Das bestätigt Kerstin Fickus, Pressesprecherin der Agentur für Arbeit Göppingen, auf Anfrage. Arbeitslosengeld II und Sozialgeld seien „Leistungen, die den Lebensunterhalt des Antragstellers und gegebenenfalls den Lebensunterhalt der mit ihm im Haushalt lebenden Angehörigen sicherstellen sollen, soweit ihr Einkommen und/oder Vermögen hierfür nicht ausreicht“. Eine selbst bewohnte angemessene Eigentumswohnung oder ein selbst bewohntes angemessenes Hausgrundstück würden dabei nicht zum verwertbaren Vermögen gezählt. „Nicht ausreichend bedeutet, dass der Bedarf nicht aus eigenen Kräften oder Mitteln gedeckt werden kann. Zu den Kosten der Unterkunft können auch Nachzahlungen für Heizenergie gehören“, sagt Fickus.

Angst vor der Stromrechnung

Die steigenden Strompreise hingegen stellen Empfänger von Arbeitslosengeld II oder Sozialhilfe vor große Herausforderungen, denn Strom ist im Regelsatz enthalten und wird nicht extra vom Jobcenter bezahlt. Von 446 Euro Grundsicherung, die ein Alleinstehender erhält, sind 38 Euro für Haushaltsstrom, Möbel und Wohnungs-Instandhaltung gedacht. „Dass der Strompreis sich erhöht hat, ist egal“, sagt Reinhard Eberst von der Diakonischen Bezirksstelle. Viele Menschen, die eine Stromnachzahlung erhalten, würden sich an seine Einrichtung wenden, weil sie nicht wüssten, wie sie die Rechnung bezahlen sollen. „Viele kommen erst, wenn schon die Strom-Abschaltung droht“, sagt Eberst. In diesem Fall könne das Jobcenter ein Darlehen gewähren. Dieses wieder abzustottern, wenn man nur Grundsicherung beziehe, sei aber schwierig, sagt Eberst.

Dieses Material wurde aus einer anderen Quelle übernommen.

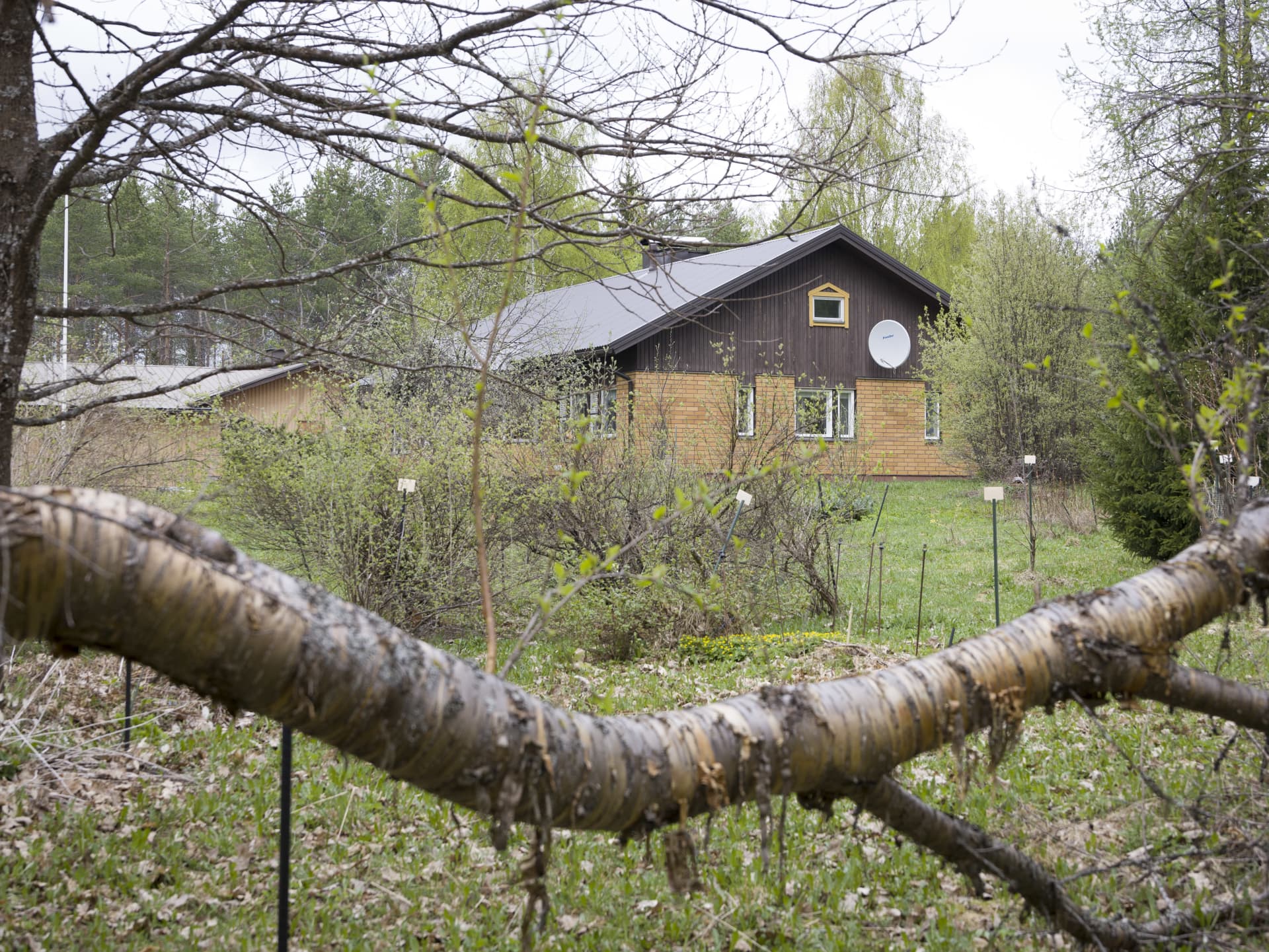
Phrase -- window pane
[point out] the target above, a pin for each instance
(827, 310)
(932, 418)
(814, 414)
(746, 411)
(608, 412)
(847, 414)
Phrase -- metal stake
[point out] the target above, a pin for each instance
(742, 499)
(995, 560)
(863, 626)
(880, 510)
(285, 847)
(127, 704)
(881, 563)
(920, 600)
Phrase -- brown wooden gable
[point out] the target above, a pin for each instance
(764, 328)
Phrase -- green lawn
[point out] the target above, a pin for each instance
(176, 848)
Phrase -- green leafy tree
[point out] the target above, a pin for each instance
(909, 183)
(1008, 359)
(1182, 104)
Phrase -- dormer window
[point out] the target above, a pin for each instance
(830, 307)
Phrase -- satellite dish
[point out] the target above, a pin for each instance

Einrichtungen wie die Diakonische Bezirksstelle weisen seit Jahren darauf hin, dass der Regelsatz zu niedrig ist. Bald kommt das Bürgergeld, doch Reinhard Eberst ist der Meinung, dass es ebenfalls nicht hoch genug sein wird, um seinen Empfängerinnen und Empfängern ein wenig finanziellen Spielraum zu verschaffen. „Wir Träger der freien Wohlfahrtspflege fordern einen Regelsatz von 600 Euro, um die Existenz abzusichern“, sagt er. Aktuell gehe er davon aus, dass ein Alleinstehender 502 Euro Bürgergeld erhalten werde. „Es wäre schön, wenn man im Monat etwas beiseitelegen könnte, und seien es nur 30 Euro“, sagt Eberst. „Oder eine Haftpflichtversicherung abschließen. Oder die Tante in Buxtehude besuchen“. Für all das brauche es Spielräume. Und die gebe es im Regelsatz nicht.